At no point in one’s life is it acceptable for a person to urinate. While doing specific exercises, you may be putting additional strain on the muscles of your pelvic floor, which are responsible for keeping you dry. Please take a look at your workout and determine whether it is contributing to the leaks. You can enhance pelvic floor function by synchronizing breathing with movement; however, the inverse is also true! The leaking may be due to your breath acting against your motions.
Pelvic floor issues are rare.
Pelvic floor problems, pelvic organ prolapse, dyspareunia, and other arousal and orgasm difficulties are frequent, even though some people are reluctant to discuss them. There would be the third-largest country on Earth if all adults with incontinence lived together as one nation.
One in three persons with vulvas may suffer from pelvic floor dysfunction (PFD) at some point. Physical therapy, medication, pessaries, and surgery are methods for treating PFDs.

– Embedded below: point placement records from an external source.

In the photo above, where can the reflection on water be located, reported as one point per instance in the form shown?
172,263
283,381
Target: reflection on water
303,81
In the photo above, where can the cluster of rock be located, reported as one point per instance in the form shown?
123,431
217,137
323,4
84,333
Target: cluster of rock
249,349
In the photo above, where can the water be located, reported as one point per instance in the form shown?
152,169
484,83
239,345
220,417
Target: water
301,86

Pelvic Physiotherapy is Only for Women
People typically believe that only women have a pelvic floor because of the link between pregnancy, delivery, and pelvic floor health. This, however, is incorrect! Pelvic floor dysfunction may affect males and women since everyone has a pelvic floor, regardless of gender. Painful urination, constipation, incontinence, and discomfort during erection and ejaculation are symptoms of pelvic floor dysfunction in males. People of all ages can suffer from pelvic floor dysfunction, which physiotherapists may treat for both men and women.
Your pelvic floor health may be improved at any time in your life cycle, whether you are trying to enhance your sex life, having a kid, or going through menopause. If you start questioning whether your pelvic floor is functioning as it should, you may want to consult with a specialist. They will run different tests and examinations to see if something is wrong and determine if you could benefit from physical floor therapy.